Sex offenders in office: We should be able to avoid this in America

by | Nov 26, 2017 | Politics/Government

It’s been a rough stretch for sex abusers who are public figures. It will get worse before it gets better.

There is no place in government leadership for this kind of behavior. From Clinton and Trump, to Moore and Franken and Barton and Conyers…there is no need for our nation to tolerate this stuff. We have plenty of other capable people available to serve in their place. We really, really don’t need them.

We are experiencing a transformative moment in American culture. I envision a future that will feature a new level of intolerance for sexually abusive behavior in our workplaces and in our social settings that have gone unaddressed for far too long. The #metoo movement has a chance to do great things.

I hope the women speaking up today stay the course. And I hope our society has the courage to absorb all of it and act accordingly.  That last part is the thing that worries me.

Many years ago, I worked as a program manager for the Department of Correction in Indiana. During the last half of my five and a half year stint there, I was part of the team that managed the sex offender program. The offenders committed to our facility for a sex offense were required to participate and complete the program prior to parole. It was a difficult program for the staff. It was a profound challenge for the offenders to complete, mainly because they intuitively deny their offenses, even post conviction.

Law abiding people have a strange view of crime and criminals. Many Americans attribute crime with poverty too easily. It is also confusing for property, or economically driven, crimes to make sense when the criminal didn’t “need the money.” Though white collar crimes are easily described as unbridled greed, it is a logical conclusion for many to see “greed” in an overly simple way.

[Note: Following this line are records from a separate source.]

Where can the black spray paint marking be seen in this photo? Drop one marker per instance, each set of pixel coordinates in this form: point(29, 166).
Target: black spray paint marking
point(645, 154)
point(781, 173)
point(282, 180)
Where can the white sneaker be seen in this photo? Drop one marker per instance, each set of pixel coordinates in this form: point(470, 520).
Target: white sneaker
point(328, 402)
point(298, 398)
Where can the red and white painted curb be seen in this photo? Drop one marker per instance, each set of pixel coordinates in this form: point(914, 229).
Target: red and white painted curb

All of that aside, crimes against people, especially sex offenses, have something almost uniformly in common. Almost always, the motivation is to satisfy the criminal’s need for power and control over his or her victim. Greed is the first cousin of power.

Hal Arkowitz and Scott Lilienfeld wrote for Scientific American in April of 2008 an important column about sex offenders, recidivism, and ways to address the challenges. These University of Arizona professors wrote things of which many in the field subscribe. One thing in their article stuck out to me of which our electorate needs to pay close attention. In describing these offenders, they wrote: “Most are ‘generalists’ who engage in a variety of sex and nonsexual crimes as well.”

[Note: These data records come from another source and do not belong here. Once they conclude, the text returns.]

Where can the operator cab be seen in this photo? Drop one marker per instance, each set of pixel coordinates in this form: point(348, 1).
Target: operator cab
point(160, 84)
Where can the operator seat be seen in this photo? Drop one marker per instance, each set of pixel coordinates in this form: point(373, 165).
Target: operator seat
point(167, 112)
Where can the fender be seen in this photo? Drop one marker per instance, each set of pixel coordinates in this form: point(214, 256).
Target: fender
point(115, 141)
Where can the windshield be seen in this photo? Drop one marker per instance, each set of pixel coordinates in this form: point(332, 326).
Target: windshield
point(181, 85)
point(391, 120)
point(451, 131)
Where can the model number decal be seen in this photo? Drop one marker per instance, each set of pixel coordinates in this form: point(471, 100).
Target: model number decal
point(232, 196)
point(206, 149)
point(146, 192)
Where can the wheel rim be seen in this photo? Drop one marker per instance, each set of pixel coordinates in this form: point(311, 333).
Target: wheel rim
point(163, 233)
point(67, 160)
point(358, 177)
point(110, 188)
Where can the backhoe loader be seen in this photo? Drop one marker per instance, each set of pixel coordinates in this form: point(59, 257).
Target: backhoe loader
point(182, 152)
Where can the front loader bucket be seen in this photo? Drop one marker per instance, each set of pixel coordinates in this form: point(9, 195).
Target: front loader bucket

This was my experience years ago as well.

So what?

This matters in that a fundamental aspect of someone that is to be elected to office is that the public should “trust” them. This is why the sexually predatory behaviors that are being identified in our politicos today are not just warning signs of an incapable candidate, they are disqualifiers for public office.

These men didn’t just cheat on their taxes, though some almost certainly did. They didn’t just break their wedding vows, though it would seem that they all at least did that. They didn’t just shoplift candy as a child.

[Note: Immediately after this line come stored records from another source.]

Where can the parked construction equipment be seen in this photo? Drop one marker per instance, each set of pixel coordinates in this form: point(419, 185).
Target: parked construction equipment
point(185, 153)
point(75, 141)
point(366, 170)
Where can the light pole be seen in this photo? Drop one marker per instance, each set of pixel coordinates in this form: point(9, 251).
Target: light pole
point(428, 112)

They all committed heinous acts of power and control.

What exactly would you trust them to do in your own personal lives? Would you trust them with your family or with your finances? Would you trust them to repair your car or give you sound legal advice?

Yet there are people in Alabama, starting with Governor Kay Ivey, who will vote for Roy Moore for partisan reasons. That lacks rationality, governor.

This man has been removed from the state’s supreme court not once, but twice, because he won’t comply with the law. He’s a “generalist” in his life of crime. Given appropriate power, he will commit greater and more memorable crimes.  It is all but certain.

Moore is only unique though in that his abhorrent sexual predator pattern has come to light while in a campaign. It’s the first of its kind since the #metoo movement began. Voters get to respond almost in real time.

The buyers remorse that exists on the decision to elect Donald Trump is a factor. America had the chance to reject his candidacy for these very reasons just one year ago and didn’t. Many Americans regret that. Likewise, the Bill Clinton saga was inadequately handled by the public in the 90s.

I would love to believe that these men could not get elected post-#metoo, but who knows.

Sexual predators are not qualified to be elected in America. They are generalist criminals who aren’t fit for public trust. There is no partisan reason, or any other reason, to look the other way and vote for any of them. Stop looking for an abstract reason to trust them.

Believe the women. There is no reason not to believe them. And vote.